Geography of Texas
Texas is a state situated in the South Central United States, nicknamed the Lone Star State. Texas is the second largest U.S. state in both area and population. Houston is its largest city and the fourth-largest in the United States, while the Dallas-Fort Worth metropolitan area is the chief metropolitan area in the state and the fourth-largest in the nation.
It extends from the Gulf of Mexico and the Rio Grande Valley northward into the heart of the Great Plains. Texas is roughly spade shaped. The vast expanse of the state contains great regional differences.
East Texas
East Texas, the land between the Sabine and Trinity rivers, is Southern in character, with pine-covered hills, cypress swamps, and remnants of the great cotton plantations founded before the Civil War. Cotton farming has been supplemented by diversified agriculture, including rice cultivation; almost the state’s entire huge rice crop comes from East Texas, and even the industrial cities of Beaumont and Port Arthur are surrounded by rice fields.
Rivers and Lakes
Texas’s largest river is the Río Grande, which flows southeastward for 2,100 km long the border between Texas and Mexico.

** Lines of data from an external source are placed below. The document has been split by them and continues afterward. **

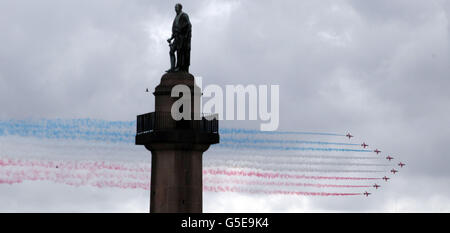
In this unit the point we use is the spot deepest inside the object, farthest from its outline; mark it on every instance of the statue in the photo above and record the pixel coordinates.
(181, 37)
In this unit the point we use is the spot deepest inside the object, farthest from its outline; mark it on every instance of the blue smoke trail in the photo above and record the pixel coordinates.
(259, 140)
(251, 131)
(123, 131)
(285, 148)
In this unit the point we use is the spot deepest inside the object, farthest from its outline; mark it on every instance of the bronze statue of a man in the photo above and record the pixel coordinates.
(181, 36)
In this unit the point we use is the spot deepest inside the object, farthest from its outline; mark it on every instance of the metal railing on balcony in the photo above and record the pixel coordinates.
(149, 122)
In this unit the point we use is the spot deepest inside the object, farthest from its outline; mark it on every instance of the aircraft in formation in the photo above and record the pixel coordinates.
(385, 178)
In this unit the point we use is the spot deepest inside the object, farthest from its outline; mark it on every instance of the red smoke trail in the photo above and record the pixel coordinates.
(276, 175)
(76, 179)
(287, 184)
(283, 192)
(72, 165)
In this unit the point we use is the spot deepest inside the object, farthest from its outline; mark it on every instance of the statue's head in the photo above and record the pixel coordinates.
(178, 8)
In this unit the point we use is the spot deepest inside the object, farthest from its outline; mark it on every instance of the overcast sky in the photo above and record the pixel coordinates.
(379, 69)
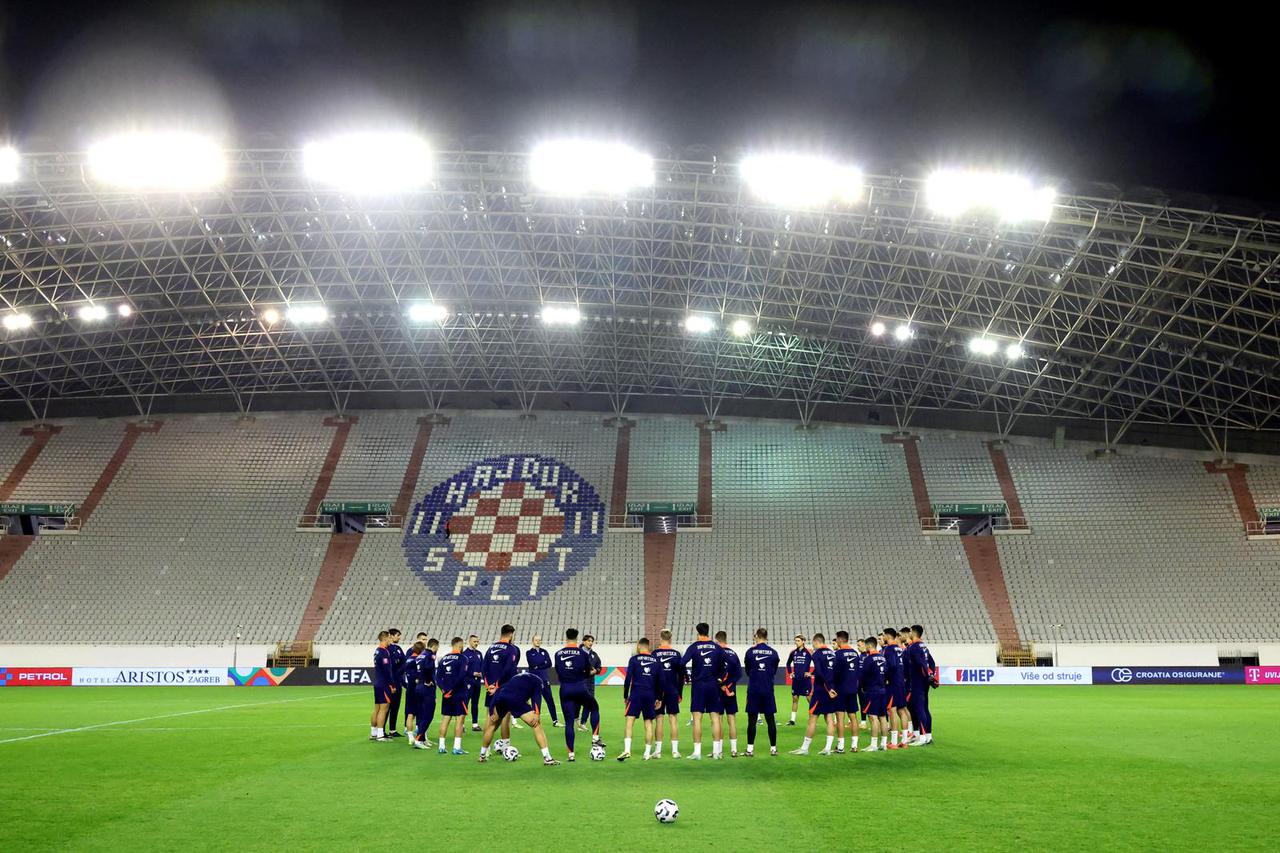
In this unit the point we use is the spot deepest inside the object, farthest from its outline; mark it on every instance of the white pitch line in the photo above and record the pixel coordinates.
(168, 716)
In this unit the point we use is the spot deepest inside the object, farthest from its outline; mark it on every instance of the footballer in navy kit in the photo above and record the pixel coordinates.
(760, 665)
(800, 667)
(705, 666)
(641, 694)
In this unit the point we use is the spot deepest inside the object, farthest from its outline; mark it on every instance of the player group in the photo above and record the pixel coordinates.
(878, 683)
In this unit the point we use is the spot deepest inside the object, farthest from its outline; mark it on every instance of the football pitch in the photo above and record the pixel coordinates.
(280, 769)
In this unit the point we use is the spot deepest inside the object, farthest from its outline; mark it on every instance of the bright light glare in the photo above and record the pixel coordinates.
(983, 346)
(800, 179)
(699, 323)
(561, 315)
(307, 314)
(173, 160)
(370, 163)
(579, 167)
(428, 313)
(8, 164)
(1011, 197)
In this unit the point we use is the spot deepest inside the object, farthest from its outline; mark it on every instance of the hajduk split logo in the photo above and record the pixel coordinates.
(504, 530)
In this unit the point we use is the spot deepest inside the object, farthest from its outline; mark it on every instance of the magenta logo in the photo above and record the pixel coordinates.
(1262, 674)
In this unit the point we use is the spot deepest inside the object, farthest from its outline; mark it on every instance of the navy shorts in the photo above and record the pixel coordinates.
(877, 705)
(456, 705)
(640, 706)
(760, 702)
(705, 697)
(821, 703)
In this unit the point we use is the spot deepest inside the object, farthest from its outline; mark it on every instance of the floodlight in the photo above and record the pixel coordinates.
(8, 164)
(561, 315)
(983, 346)
(800, 179)
(428, 313)
(579, 167)
(1011, 197)
(172, 160)
(370, 163)
(699, 323)
(307, 314)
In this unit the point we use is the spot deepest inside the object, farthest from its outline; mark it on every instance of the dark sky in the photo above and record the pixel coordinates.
(1115, 94)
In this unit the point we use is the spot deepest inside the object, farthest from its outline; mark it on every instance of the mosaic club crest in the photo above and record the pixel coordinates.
(504, 530)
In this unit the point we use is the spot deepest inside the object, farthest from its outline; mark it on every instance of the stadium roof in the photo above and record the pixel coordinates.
(1127, 313)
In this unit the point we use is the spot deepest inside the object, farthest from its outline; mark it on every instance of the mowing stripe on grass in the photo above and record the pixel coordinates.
(168, 716)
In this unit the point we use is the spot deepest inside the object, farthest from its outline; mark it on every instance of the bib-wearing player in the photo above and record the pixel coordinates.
(672, 676)
(762, 665)
(641, 693)
(800, 666)
(705, 666)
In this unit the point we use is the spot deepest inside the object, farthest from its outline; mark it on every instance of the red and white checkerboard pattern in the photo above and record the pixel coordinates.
(508, 525)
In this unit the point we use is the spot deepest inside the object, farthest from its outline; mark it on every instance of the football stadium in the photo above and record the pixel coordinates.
(639, 498)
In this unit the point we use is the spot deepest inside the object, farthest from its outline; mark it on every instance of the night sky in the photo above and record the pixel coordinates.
(1157, 97)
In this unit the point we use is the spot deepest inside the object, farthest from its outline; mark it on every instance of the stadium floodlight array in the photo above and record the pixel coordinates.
(370, 163)
(17, 322)
(581, 167)
(9, 160)
(699, 323)
(161, 160)
(428, 313)
(561, 315)
(952, 192)
(800, 179)
(306, 314)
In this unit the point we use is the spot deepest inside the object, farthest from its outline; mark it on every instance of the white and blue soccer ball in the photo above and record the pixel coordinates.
(666, 811)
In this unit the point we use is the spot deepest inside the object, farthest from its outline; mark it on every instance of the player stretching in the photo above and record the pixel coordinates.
(453, 678)
(846, 685)
(874, 683)
(539, 662)
(384, 687)
(474, 658)
(800, 666)
(672, 688)
(728, 688)
(762, 665)
(574, 670)
(516, 698)
(822, 699)
(705, 666)
(641, 692)
(501, 662)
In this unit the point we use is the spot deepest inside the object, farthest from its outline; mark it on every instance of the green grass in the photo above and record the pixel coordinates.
(1016, 769)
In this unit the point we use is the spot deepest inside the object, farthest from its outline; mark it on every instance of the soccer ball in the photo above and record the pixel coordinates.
(666, 811)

The principal rivers that flow across the central part of the state from the Great Plains or Central Lowland to the Gulf of Mexico are the Colorado, Trinity, and Brazos rivers.
The Colorado River is particularly important because it has been dammed to form several large artificial lakes. Two other large rivers are the Red River, which forms most of the boundary between Texas and Oklahoma, and the Sabine River, which marks part of the border between Texas and Louisiana. Shorter rivers that flow across the Gulf Coastal Plain include the Nueces, the San Antonio, the Guadalupe, the Lavaca, and the San Jacinto.
Gulf Coast and plains
The Gulf Coastal Plains stretches from the Gulf of Mexico inland to the Balcones Fault and the Eastern Cross Timbers. This large area stretches from the cities of Paris to San Antonio to Del Rio but shows a large variety in vegetation. The industrial heart of the coastal area is Houston, the fourth largest city in the nation. Houston’s development was spearheaded by the digging (1912-14) of a ship canal to the Gulf of Mexico, and the city today is the nation’s second largest port in tonnage handled.
Rio Grande Valley
The long stretch of plains along the Rio Grande valley is largely given over to cattle ranching. Texas has 1,610 km of border with Mexico. Some S and W Texas towns are bilingual, and in some areas persons of Mexican descent make up the majority of the population. Laredo is the most important gateway here to Mexico, with an excellent highway to Mexico City and important over-the-border commerce.
Interior Lowlands
The Interior Lowlands are bounded by the Caprock Escarpment to the west, the Edwards Plateau to the south, and the Eastern Cross Timbers to the east. This area includes the North Central Plains around the cities of Abilene and Wichita Falls, the Western Cross Timbers to the west of Fort Worth, the Grand Prairie, and the Eastern Cross Timbers to the east of Dallas.
Blackland Prairies
The first region to be farmed when Americans came to Texas in the 1820s was the bottomland of the lower Brazos and the Colorado, but not until settlers moved into the rolling blackland prairies of central and N central Texas was the agricultural wealth of the area realized. The heart of this region is the trading and shipping center of Waco; at the southwest extremity is San Antonio, the commercial center of a wide cotton, grain, and cattle country belt.
High Plains
The Balcones Escarpment marks the western margin of the Gulf Coastal Plain; in central Texas the line is visible in a series of waterfalls and rough, tree-covered hills. To the west lie the south central plains and the Edwards Plateau; they are essentially extensions of the Great Plains but are sharply divided from the high, windswept, and canyon-cut Llano Estacado in the W Panhandle by the erosive division of the Cap Rock Escarpment.
This is all about the geography of the state of Texas.